“This decision makes sense for the Big East,” said Big East commissioner Mike Aresco. “In view of Notre Dame's expressed desire to join the ACC on an earlier timetable, the Big East and Notre Dame were able to arrive at an acceptable resolution. The Big East can now focus fully on its future alignment and rebranding efforts.”
Notre Dame announced in September that it was leaving the Big East and moving all of its sports minus football to the Atlantic Coast Conference. A timetable for the move was expected to take place in 2015, which fell in line with the Big East’s policy of providing 27-month notice. However, last week’s deal between the members of the Catholic 7 – St. John’s, Georgetown, Marquette, Seton Hall, Villanova, DePaul and Providence – and the Big East to facilitate a breakup in July, sped up Notre Dame’s timetable.
“From the time of our decision to join the ACC we have stressed our commitment to ensuring that our departure was achieved in a collegial manner,” Notre Dame vice president and director of athletics Jack Swarbrick said. “This agreement realizes that intention and we are very grateful to the members of the BIG EAST and Commissioner Aresco for helping to facilitate this orderly and timely transition.”

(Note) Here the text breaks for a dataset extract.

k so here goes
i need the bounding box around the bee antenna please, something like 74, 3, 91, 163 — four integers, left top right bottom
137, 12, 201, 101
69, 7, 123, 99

According to Sports Illustrated, Notre Dame will not have to pay the Big East a reported exit fee of $2.5 million. The school will instead forgo any claims on the $110 million of revenue, which the league will be dividing up between the remaining members of the Big East.
“Our conference, schools and fans are delighted that Notre Dame will join the ACC on July 1, 2013,” said ACC commissioner John Swofford in a statement Tuesday. “The addition of Notre Dame, Pitt and Syracuse, followed by Louisville in 2014, positions us extremely well with an outstanding collection of 15 member institutions.”
As part of Notre Dame’s move to the ACC, the school’s football program would play five conference opponents starting in 2014. That will stay on track according to Swofford, who believes the move will provide ‘terrific fan excitement.’
“From a basketball perspective, the level of competition will be second to none,” added Swofford. “As we look towards the future, there’s no denying that ACC basketball will continue to set even higher standards of excitement and excellence. The competition will be brutal, which is a great thing for our league and fans.”